In 2006-07, the fans were resigned to one principle: If City conceded, the chances were they weren’t going to win the game. The best that they could have hoped for was a draw.
Premier League survival in that final year under Pearce was down largely to the impressiveness of Richard Dunne and Sylvain Distin in the back four, some crucial saves from Nicky Weaver and the arrival of a man who could put the ball in the net slightly more frequently than anyone else in the team. Emile Mpenza joined on Valentine’s Day, from Qatari side Al-Rayyan.
“I am not finished and I will prove it in Manchester,” the Belgian told radio station Bel RTL. “I make this move as revenge, with respect for all those who criticised my decision to play in Qatar.” Many had previously thought he’d moved there for the money rather than to further himself as a footballer, and when he joined City he proved that he was able to cut it in the top flight of the English game.
He was slow to bed in with the Blues. He made his debut in the home defeat to Wigan, coming off the bench for Samaras at half time – though he did liven the match up, he wasn’t able to prevent the loss. He played the final nine minutes of the next match, a frankly toxic elimination from the FA Cup at Blackburn.
The fans were angry that day; they had seen a lifeless, limp and dour City performance in a competition that could have offered them some sort of hope in a season that had nothing. And the fury spilled out into chants of “you’re not fit to wear the shirt”. Few could argue they were wrong.
Mpenza made his first start against Chelsea in the following game, but was still yet to get off the mark. A Frank Lampard penalty saw the visitors take all three points in a match that offered the fans encouragement – even if it finished 1-0 to the champions.
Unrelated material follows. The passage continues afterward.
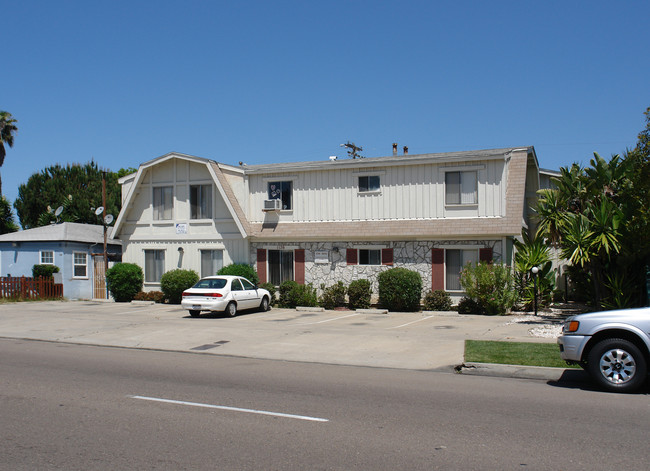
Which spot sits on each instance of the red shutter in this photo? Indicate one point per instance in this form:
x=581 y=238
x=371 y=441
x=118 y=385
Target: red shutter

But with the Easter period came the Belgian’s time to shine. City were slipping closer to trouble in the Premier League and Mpenza almost single-handedly kept them out of it. He secured the victory at Middlesbrough, adding a late strike to Sylvain Distin’s opener, before he won the game at Newcastle with a brilliantly finished one-on-one after Michael Johnson sent him clear with ten minutes to play.
It moved City up to 13th in the table, after having been 17th following the defeat to Chelsea.
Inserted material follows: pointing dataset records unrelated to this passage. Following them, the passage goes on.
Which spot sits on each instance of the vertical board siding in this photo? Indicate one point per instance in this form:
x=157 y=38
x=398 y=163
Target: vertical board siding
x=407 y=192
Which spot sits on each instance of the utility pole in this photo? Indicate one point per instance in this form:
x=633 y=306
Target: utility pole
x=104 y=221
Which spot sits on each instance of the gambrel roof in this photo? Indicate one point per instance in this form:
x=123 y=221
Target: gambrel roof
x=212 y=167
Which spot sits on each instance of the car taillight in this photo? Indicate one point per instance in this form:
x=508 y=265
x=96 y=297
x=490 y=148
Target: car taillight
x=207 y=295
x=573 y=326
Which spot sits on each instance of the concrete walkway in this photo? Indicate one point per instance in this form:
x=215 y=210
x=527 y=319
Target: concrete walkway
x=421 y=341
The Belgian scored once more for Pearce, grabbing a consolation at Tottenham with a header that was not too dissimilar to one that Edin Dzeko would score at the same ground in the club’s first Premier League title-winning season. As the ball was crossed in, Mpenza guided it into the corner past Paul Robinson, who was left standing, thanks to the angle at which the Beligan had made contact.
When Sven Goran Erikson took charge of the club after the takeover of Thaksin Shinawatra the next season, Mpenza played a small role in keeping the Blues in the top four of the table up to Christmas. He opened his account for the year with a lovely strike at Bristol City in the League Cup, before a header against Fulham at Craven Cottage put the Blues in front – though they’d eventually draw 3-3.
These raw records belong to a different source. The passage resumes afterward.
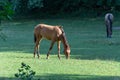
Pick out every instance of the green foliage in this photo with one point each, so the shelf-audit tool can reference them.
(25, 73)
(6, 10)
(5, 13)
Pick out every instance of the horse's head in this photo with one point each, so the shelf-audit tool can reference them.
(67, 52)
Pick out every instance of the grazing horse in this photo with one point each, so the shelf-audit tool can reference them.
(108, 22)
(53, 33)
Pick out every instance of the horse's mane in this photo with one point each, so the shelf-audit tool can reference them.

He wouldn’t have known it at the time, but his final goal for City came to put them in the lead in a home match with Newcastle. Seconds after the break, Martin Petrov powered down the left flank and chipped an inviting cross to the penalty spot where Mpenza was arriving late. He dived, flicking his head at the ball and buried it into the bottom corner, past the despairing dive of Shay Given.
Despite seemingly being a solid option for the manager, Eriksson chopped and changed and the Belgian never got a run of games. There were rumours that any extra would have triggered an automatic contract renewal and the club weren’t prepared for him to stay beyond that campaign, though that was never confirmed by anyone involved.
He played his final game from the bench in a 3-1 loss at Birmingham’s St Andrews, memorable for referee Rob Styles awarding a ridiculous penalty for the home side when Gary McSheffrey fouled Sun Jihai – not the other way around.
While the fans respected what he’d done for the club, perhaps it was true that Mpenza wasn’t up to the standard of where the team wanted to be. He wasn’t given a chance by another Premier League club, despite being a free transfer and ended his career in England with Plymouth Argyle in the Championship.
He then had spells with FC Sion, Neftchi Baku and Eendracht Aalst before retiring in 2014.